Sarbanes-Oxley Act and how it affects Bermuda
If the words "Sarbanes-Oxley Act" make your eyes glaze over, or if you think that this is a subject that only accountants need to concern themselves with, it may be time to "wake up and smell the coffee".
When Senator Paul Sarbanes and representative Michael Oxley wove their merry web of reforms aimed at tightening up regulation of SEC registered companies, the net they created was cast far and wide and many Bermuda-based companies were caught.
One of the key aims of the proposed rules is to ensure independence of auditors and to make sure that they can carry out investigation of a company's books without interference from management.
One high profile regulation requires the chief executive officer and chief financial officer to sign off on any financial statements or filings. The proposed rules also include a whistle blowing provision which requires an attorney to report any misdeeds to the SEC.
Until last week, it was not clear whether local Bermuda law firms would be covered by the new attorney conduct regulations, including the whistle blowing provision.
However the SEC has now finalised some of the regulations and the good news for Bermuda lawyers is that the rule does not apply to a foreign attorney who is:
1. admitted to practice in a jurisdiction outside the US;
2. does not hold themselves out as practising or giving legal advice regarding US law; and
3. is involved in a filing only incidentally or in consultation with US legal counsel.
This indicates that most local lawyers in private practice would not be covered. However, there remains a degree of uncertainty about in-house lawyers working at SEC registered Bermuda-based companies.
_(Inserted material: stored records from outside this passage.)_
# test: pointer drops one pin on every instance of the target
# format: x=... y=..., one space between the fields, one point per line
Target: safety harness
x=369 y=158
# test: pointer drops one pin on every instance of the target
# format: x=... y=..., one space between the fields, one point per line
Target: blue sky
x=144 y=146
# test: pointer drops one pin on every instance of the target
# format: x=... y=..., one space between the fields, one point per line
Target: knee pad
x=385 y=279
The Bank of Bermuda's legal counsel, Lori Monk, said that the bank would be reviewing which of its in-house lawyers are covered under the rules and would introduce appropriate guidelines. Ms Monk recently gave a lecture to local law firm Conyers Dill & Pearman about the broader implications of the Act.
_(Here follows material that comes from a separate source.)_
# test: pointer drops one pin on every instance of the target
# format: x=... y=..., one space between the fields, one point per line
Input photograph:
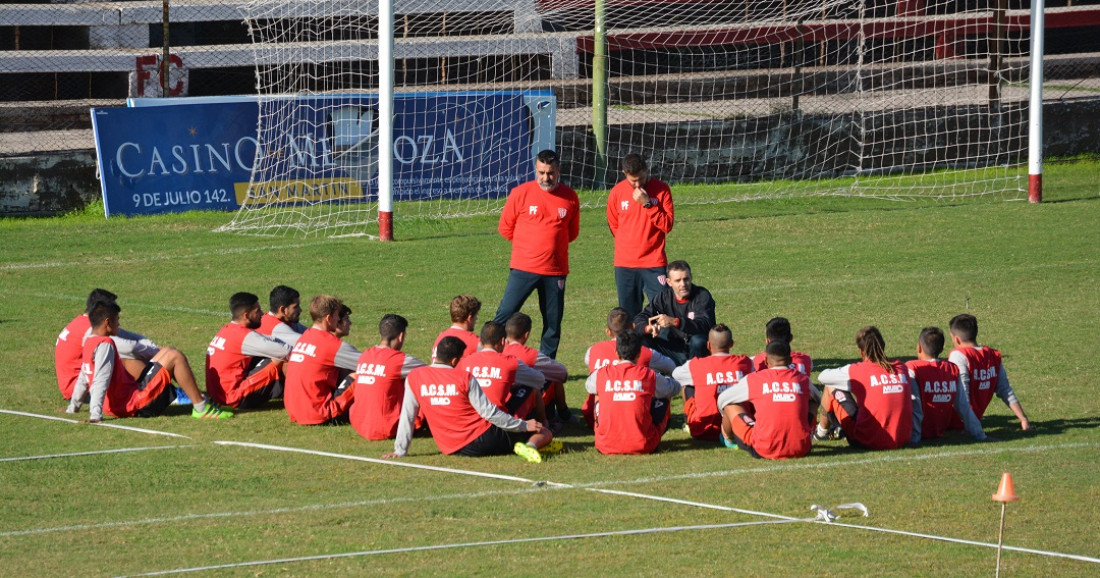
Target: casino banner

Since the proposed rules were announced last summer, there have been several presentations on the subject within the business community.
KPMG `s Alan Goldstein and Richard Lightowler gave a presentation to their clients in October, Alan Thompson, chief executive officer at the Bank of Butterfield, recently talked to the Bermuda Society of Internal Auditors about Sarbanes-Oxley as the "challenge of the moment"; and Christine Patton, general counsel at PartnerRe gave a presentation last year to the local Bar Association. Most of the financial services companies and US listed companies based in Bermuda have recognised the requirements and are assessing the implications.
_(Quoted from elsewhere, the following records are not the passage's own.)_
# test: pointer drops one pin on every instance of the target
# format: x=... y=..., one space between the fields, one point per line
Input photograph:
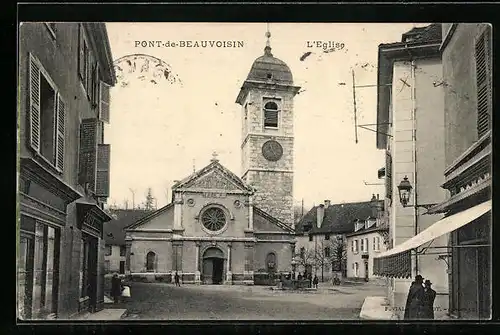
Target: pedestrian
x=116 y=288
x=315 y=281
x=177 y=279
x=427 y=311
x=414 y=299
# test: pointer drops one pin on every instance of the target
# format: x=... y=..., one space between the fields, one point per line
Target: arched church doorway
x=213 y=266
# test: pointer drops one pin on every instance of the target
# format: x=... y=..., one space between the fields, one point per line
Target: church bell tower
x=266 y=98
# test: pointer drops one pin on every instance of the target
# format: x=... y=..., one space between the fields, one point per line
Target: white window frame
x=278 y=101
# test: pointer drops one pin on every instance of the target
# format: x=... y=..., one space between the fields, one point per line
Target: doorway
x=218 y=269
x=213 y=266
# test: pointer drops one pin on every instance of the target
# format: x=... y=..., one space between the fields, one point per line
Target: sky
x=160 y=132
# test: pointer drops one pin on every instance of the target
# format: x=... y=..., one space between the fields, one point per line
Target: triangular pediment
x=214 y=177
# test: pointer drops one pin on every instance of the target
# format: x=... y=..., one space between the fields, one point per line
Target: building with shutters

The president of The Institute of Chartered Accountants of Bermuda, (ICAB), Andrew Parsons, said that on the whole, Bermuda-based US listed companies would be covered by Sarbanes-Oxley regulations. "It will mean a greater duty of care for boards of directors, management and auditors," he said.
Last April the ICAB formed a special task force to review the new SEC requirements as well as the requirements of the new Canadian Public Accountability Board.
The task force has not yet completed its report and although they have formulated certain recommendations, these have yet to be made public.